Alleyn clasped his long hands round his knee and turned to his companion. “Now, Mr. Losse,” he said tranquilly, “will you tell me exactly why you asked me to come?”
Fabian beat his open palm against the driving wheel. “I told you in my letter. I’m living in a nightmare. Look at the place. Our nearest neighbour’s ten miles up the road. What do you think it feels like? And when in January shearing came round again, there were the same men, the same routine, the same long evenings, the same smell of lavender and honeysuckle and oily wool. We’re crutching now and getting it all over again.

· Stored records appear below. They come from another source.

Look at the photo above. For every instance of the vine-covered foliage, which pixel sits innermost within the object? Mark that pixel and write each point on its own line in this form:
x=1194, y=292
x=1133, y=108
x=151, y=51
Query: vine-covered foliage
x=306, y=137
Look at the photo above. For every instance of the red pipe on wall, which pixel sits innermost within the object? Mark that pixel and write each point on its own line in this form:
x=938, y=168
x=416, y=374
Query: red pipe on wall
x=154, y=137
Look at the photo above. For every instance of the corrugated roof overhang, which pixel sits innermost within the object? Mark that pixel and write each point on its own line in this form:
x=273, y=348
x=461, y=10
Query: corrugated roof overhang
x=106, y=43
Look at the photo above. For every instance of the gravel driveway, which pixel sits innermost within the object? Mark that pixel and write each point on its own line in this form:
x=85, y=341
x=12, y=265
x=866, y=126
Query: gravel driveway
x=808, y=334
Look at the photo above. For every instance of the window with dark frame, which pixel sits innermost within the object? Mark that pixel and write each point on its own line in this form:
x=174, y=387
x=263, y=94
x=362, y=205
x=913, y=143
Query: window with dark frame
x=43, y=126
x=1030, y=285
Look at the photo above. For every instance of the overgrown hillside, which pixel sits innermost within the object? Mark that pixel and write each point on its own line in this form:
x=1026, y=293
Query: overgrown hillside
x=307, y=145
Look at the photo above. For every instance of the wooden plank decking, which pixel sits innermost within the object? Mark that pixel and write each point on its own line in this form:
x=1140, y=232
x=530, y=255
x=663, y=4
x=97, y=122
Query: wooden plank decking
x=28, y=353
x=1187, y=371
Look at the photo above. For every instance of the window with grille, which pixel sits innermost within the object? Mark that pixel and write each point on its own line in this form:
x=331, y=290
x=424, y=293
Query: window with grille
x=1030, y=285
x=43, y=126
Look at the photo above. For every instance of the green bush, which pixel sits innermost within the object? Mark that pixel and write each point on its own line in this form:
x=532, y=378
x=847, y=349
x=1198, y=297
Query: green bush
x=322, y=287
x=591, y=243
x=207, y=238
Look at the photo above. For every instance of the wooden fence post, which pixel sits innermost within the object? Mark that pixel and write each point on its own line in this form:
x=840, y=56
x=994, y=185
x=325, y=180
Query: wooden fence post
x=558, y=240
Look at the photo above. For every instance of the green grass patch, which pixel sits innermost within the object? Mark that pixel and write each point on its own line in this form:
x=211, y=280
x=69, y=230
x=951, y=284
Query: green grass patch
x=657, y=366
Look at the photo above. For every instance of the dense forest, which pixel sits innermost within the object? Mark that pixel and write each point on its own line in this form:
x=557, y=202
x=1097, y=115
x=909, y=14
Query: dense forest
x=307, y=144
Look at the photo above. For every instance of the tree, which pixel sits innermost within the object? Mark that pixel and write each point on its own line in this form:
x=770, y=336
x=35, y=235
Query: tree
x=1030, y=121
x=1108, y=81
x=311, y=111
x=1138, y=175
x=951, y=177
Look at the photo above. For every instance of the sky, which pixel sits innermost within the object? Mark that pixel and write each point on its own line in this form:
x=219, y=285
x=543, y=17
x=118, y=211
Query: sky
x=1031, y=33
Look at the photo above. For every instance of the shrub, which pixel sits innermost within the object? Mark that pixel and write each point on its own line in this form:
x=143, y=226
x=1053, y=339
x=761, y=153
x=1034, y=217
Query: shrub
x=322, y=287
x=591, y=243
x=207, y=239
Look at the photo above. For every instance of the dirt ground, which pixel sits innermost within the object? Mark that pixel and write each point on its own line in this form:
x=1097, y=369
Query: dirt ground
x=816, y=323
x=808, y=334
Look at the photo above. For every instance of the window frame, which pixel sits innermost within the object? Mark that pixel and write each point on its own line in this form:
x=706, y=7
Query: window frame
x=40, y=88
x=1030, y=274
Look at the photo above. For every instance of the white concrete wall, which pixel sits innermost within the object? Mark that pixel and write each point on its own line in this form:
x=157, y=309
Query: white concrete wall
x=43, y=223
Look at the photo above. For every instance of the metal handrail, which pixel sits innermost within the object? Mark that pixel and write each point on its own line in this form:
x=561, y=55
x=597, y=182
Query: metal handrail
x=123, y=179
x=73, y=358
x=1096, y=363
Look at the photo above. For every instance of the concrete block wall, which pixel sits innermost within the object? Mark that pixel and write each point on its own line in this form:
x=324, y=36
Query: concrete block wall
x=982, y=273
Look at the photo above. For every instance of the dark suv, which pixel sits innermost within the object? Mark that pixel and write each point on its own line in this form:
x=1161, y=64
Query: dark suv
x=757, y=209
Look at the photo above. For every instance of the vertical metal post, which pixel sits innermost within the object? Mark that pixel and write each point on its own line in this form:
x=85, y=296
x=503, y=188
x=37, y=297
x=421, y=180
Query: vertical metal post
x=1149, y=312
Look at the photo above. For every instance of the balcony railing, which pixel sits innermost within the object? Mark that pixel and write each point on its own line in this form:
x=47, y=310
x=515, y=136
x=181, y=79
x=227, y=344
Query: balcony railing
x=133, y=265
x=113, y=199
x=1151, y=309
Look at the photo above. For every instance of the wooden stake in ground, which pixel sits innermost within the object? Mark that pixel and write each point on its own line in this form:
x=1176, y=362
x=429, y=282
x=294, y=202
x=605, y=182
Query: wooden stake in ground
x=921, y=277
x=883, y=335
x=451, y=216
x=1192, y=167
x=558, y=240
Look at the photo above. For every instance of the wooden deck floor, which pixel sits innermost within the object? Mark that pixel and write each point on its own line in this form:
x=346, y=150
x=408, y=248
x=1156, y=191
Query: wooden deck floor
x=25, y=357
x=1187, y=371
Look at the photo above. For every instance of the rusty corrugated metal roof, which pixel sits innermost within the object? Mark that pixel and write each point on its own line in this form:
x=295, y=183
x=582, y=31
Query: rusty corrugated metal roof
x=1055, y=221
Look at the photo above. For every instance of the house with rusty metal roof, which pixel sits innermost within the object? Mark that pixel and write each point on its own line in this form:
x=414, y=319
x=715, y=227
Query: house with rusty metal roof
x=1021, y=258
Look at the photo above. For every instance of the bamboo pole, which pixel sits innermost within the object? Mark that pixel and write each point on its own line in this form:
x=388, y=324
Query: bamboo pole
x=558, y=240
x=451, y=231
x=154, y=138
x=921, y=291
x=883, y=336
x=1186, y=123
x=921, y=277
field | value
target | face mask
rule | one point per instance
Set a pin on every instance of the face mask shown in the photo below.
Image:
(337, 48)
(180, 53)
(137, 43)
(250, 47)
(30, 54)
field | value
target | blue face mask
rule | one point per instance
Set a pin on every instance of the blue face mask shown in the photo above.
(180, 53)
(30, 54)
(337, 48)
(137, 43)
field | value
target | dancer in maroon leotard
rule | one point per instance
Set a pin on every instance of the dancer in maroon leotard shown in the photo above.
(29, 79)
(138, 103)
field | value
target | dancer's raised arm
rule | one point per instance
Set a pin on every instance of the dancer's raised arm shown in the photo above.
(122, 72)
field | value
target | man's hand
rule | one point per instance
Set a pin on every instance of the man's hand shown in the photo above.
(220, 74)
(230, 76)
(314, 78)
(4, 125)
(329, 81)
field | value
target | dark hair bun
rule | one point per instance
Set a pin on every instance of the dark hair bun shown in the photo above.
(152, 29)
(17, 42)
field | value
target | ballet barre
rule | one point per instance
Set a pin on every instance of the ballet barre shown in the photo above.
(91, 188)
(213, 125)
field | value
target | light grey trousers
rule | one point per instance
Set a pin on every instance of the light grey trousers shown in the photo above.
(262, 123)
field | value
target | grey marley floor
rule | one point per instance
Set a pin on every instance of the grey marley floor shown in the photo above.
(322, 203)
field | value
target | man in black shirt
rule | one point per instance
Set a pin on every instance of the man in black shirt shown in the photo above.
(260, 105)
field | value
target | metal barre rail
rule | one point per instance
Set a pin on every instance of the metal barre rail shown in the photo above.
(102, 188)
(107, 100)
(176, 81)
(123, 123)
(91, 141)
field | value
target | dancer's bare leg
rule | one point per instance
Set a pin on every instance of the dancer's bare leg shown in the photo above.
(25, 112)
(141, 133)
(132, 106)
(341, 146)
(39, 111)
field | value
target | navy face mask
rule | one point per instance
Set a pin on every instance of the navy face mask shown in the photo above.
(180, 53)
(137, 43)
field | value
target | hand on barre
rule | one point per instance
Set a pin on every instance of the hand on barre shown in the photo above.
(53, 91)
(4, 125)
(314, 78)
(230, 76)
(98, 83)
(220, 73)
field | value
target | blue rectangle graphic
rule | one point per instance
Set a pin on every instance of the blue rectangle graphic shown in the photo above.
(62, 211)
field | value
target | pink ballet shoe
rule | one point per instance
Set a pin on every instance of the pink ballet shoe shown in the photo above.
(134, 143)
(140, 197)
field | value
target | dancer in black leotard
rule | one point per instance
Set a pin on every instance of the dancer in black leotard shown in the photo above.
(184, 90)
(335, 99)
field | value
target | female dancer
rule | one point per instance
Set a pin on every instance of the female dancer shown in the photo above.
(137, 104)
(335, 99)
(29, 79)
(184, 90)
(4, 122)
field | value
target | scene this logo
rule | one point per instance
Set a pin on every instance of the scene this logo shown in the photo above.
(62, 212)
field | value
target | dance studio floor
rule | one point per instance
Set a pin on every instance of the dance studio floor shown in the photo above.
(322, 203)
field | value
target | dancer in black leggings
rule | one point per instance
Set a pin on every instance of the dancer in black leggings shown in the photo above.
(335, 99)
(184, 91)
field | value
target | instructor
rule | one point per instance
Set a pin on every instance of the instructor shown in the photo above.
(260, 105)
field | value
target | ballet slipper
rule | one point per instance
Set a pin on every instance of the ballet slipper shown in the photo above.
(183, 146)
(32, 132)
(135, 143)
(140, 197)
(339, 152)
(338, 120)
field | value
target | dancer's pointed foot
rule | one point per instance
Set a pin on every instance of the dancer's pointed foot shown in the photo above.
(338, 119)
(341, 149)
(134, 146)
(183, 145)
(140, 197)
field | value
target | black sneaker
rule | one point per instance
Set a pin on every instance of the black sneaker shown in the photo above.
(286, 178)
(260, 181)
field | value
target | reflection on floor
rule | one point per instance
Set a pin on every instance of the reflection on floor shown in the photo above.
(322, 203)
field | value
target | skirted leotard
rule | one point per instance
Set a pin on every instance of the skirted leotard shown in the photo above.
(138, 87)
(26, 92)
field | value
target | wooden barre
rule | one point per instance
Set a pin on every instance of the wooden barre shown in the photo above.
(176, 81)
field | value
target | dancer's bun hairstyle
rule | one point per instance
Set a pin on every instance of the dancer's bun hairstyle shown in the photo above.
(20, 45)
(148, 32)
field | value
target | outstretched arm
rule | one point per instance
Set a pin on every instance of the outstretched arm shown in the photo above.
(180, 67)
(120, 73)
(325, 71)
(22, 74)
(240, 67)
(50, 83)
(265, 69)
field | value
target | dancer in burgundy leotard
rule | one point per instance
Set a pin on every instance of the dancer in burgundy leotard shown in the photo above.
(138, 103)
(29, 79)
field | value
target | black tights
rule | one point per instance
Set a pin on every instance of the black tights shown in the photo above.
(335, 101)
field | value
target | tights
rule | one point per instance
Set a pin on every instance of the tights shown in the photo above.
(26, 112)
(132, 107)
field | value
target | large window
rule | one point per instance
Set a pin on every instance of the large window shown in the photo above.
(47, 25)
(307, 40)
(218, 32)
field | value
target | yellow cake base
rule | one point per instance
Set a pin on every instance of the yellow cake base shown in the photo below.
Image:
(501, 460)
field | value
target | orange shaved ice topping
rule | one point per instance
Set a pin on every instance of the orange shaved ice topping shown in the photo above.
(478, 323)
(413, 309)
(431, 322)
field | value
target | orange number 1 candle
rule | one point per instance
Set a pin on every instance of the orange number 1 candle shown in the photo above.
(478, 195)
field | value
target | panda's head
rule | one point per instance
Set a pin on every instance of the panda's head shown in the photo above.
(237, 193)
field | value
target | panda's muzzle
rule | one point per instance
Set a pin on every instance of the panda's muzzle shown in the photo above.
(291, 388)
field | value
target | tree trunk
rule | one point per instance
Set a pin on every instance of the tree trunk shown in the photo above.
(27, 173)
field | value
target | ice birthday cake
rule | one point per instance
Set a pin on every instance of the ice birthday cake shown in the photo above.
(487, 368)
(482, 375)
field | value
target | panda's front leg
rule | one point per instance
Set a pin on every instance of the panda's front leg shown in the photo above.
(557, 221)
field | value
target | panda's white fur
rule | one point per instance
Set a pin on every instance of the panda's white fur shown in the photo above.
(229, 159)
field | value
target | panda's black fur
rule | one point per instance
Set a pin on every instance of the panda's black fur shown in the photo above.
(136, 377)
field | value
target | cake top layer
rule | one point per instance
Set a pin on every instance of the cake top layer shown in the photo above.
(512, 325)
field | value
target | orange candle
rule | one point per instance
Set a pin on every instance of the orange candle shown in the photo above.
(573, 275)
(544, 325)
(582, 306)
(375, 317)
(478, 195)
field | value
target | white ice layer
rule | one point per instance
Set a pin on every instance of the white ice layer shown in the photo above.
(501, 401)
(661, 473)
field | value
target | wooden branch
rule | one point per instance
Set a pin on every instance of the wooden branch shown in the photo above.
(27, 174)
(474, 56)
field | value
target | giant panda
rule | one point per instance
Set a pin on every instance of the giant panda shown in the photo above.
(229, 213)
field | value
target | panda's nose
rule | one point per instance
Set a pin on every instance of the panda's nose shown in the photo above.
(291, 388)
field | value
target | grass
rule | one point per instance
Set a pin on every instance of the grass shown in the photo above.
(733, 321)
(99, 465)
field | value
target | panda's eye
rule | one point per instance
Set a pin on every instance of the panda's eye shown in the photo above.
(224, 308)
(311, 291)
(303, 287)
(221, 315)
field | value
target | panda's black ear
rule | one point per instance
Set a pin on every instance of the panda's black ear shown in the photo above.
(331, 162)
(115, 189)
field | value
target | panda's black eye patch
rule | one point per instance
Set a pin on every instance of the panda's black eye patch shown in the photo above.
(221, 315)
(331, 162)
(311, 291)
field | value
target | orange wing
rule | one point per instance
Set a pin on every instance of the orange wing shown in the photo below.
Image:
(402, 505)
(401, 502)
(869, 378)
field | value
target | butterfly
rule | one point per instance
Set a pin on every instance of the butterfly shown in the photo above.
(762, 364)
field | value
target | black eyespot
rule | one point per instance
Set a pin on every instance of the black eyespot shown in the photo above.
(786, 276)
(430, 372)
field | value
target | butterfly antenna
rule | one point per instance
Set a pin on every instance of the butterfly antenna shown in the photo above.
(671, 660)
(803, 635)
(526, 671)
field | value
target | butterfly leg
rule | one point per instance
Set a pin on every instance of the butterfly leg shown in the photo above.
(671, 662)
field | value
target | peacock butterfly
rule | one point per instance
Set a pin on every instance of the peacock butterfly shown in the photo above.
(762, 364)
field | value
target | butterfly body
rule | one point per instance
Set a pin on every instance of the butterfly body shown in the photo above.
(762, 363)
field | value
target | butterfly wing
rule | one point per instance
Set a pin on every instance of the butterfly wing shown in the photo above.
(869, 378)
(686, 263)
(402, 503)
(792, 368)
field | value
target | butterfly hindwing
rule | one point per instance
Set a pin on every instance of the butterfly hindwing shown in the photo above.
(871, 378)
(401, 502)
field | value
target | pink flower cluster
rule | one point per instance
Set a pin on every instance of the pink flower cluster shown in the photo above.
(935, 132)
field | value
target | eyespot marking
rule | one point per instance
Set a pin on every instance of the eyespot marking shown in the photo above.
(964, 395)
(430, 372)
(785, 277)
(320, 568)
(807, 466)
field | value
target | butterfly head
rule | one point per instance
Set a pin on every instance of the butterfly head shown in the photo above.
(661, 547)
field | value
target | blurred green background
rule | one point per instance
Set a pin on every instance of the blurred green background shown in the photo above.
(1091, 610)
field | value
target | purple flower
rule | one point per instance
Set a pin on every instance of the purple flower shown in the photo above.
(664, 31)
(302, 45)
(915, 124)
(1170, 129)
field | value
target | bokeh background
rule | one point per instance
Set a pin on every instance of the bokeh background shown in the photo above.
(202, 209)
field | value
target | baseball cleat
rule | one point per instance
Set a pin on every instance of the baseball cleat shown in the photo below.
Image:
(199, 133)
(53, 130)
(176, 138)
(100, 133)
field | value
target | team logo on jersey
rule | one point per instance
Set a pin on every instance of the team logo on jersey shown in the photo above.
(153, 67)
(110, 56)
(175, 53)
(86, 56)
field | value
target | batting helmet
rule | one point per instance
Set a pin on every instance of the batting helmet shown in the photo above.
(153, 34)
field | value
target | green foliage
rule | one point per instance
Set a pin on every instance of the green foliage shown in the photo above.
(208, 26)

The shearers talk about it. They stop when any of us come up, but every smoke-oh and every time they knock off it’s The Murder. What a beastly soft noise the word makes. They’re using the wool press of course. The other evening I caught one of the boys that sweep up the crutchings squatting in the press while the other packed a fleece round him. Experimenting. God, I gave them a fright, the little bastards.” He swung round and confronted Alleyn. “We don’t talk about it. We’ve clamped down on it now for six months. That’s bad for all of us. It’s interfering with my work. I’m doing nothing.”